Predecessors & Beta Tests
A number of powerful examples of similar groups predate this project, and I had the good fortune to learn from them over the past several months. Noam Ross leads the Davis R User’s Group, a tremendously successful R meetup that has generated a wealth of teaching content on R over the past few years; Ross also organized a recent Ask Us Anything panel on the Mozilla Science Forum, and invited the leads from a number of different similar programs to sit in and share their stories and experiences. I met Rob Johnson and others behind Data Science Hobart while I was in Australia recently; DaSH is doing an amazing job of pulling in speakers and demo leaders from an eclectic range of disciplines and interests, to great effect. And I’ve recently had the privilege of sitting in on lessons from the UBC Earth & Ocean Science coding workout group, which informed my thinking around community-led demos on tools as they are actually used, such as Kathi Unglert‘s work on awk and Nancy Soontiens‘s basemap demo.
From these examples and others, I and a team of people at UBC began discussing what a Study Group could look like. For the first few weeks, we met over beers at a university pub, in the Hacky Hour tradition started by our colleagues in Melbourne at the Research Bazaar. Enthusiasm was high – people were very keen to have a place to come and learn about coding in the lab, and find out what that would look like. Soon, with the help of many but particularly with the energetic leadership and community organizing of Amy Lee, we had booked our first event; Andrew MacDonald led a packed (and about 2/3 female) room through introductory R, and within 24 hours attendees had stepped up to volunteer to lead half a dozen further sessions on more advanced topics in R from their research.

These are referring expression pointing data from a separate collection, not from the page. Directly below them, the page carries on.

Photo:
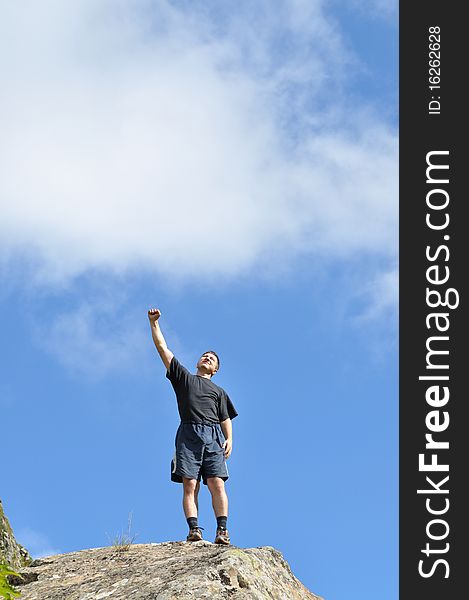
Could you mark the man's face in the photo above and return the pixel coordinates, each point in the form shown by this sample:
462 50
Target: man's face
208 363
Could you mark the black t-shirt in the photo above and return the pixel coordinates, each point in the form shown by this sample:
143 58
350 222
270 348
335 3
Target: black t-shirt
199 399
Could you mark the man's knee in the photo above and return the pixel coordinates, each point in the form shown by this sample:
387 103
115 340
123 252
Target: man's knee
215 484
190 485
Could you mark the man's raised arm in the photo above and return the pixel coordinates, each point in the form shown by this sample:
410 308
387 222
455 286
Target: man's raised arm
166 355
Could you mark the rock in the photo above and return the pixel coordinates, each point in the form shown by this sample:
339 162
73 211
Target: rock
165 571
11 552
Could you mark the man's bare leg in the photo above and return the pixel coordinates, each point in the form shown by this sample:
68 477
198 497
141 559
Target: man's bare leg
216 485
190 499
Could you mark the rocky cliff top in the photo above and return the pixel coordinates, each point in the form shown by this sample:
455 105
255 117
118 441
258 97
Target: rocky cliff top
165 571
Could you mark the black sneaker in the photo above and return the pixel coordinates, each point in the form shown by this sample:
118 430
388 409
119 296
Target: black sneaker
195 534
222 537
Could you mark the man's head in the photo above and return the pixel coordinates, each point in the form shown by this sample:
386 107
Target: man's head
208 363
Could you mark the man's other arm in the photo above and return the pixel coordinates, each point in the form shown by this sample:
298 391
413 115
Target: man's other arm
160 343
227 428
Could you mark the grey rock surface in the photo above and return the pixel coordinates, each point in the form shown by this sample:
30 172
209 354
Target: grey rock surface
165 571
11 552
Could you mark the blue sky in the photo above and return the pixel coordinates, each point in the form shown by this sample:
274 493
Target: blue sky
236 166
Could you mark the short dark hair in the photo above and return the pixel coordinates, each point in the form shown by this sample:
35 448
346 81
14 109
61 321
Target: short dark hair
215 354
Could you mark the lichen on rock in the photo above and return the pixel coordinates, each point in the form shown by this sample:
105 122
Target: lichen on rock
164 571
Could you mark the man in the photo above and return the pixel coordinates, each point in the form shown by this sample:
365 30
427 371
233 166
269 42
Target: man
204 438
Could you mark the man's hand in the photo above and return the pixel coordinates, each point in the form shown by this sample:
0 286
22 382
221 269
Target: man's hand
166 355
154 314
227 447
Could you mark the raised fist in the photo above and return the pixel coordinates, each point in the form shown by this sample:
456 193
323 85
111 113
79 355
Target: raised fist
154 314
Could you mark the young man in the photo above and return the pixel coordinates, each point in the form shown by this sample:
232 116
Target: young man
204 438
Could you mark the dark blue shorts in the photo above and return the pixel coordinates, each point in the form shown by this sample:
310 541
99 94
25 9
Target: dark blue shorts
199 452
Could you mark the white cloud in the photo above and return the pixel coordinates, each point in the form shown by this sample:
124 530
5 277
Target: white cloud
138 135
96 337
381 296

There was no shortage of enthusiasm at UBC for the opportunities a Study Group presented, and I see no reason why UBC should be a unique case; the Mozilla Science Lab is prepared to help support and iterate on similar efforts where you are. All that’s required to start a Study Group at your home institution, is your leadership.
— Amy Lee (@minisciencegirl) April 15, 2015
In order to support you as you start your own Study Group, the Mozilla Science Lab has a collection of tools for you:
- We’ve built a template website using GitHub Pages that you can fork and remix for your own use. Not only is the website served automagically from GitHub, but we took a page from Nodeschool.io, and set things up to direct conversation & event listings to your issue tracker, thus adding a free message board & mailing list. Check out the Vancouver R Study Group‘s use of the page; setup instructions are in the README, as well as on YouTube – and as always, feel free to open an issue or contact us at firstname.lastname@example.org if something isn’t working for you.

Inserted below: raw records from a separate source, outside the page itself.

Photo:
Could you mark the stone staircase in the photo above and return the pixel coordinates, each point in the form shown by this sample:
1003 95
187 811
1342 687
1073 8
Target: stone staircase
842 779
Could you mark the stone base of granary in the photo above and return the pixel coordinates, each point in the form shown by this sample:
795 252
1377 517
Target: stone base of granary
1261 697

- We’ve written a first draft of the Study Group Handbook, that pulls in lessons learned from other groups and guides newcomers through the process of setting up their own, including a step-by-step guide for your first few events, lesson resources, and more. This is a work in progress, and it’ll only get better as more people try it out and send us feedback!
- We have begun to collect lesson plans & resources delivered in similar meetups for reuse community-wide. If you’d like to maintain your own lessons, send us a link and we’ll point to your work from our Study Group Handbook; if you’d rather we do the maintenance for you, send a pull request to our collection and we’ll make sure your work helps elevate the entire community.
- Finally, get on the map! Whether you start a Study Group with our tools, or you’re in one running on its own, send us a link and a location and we’ll add you to the map of Study Groups Worldwide, so others in your community can find your meetup, and we can all see the global community that is emerging around working together.
We’re very much looking forward to working with you to help you spool up your own Study Group, and learn from your experiences on how to make this program what the research community needs it to be; we hope you’ll join us.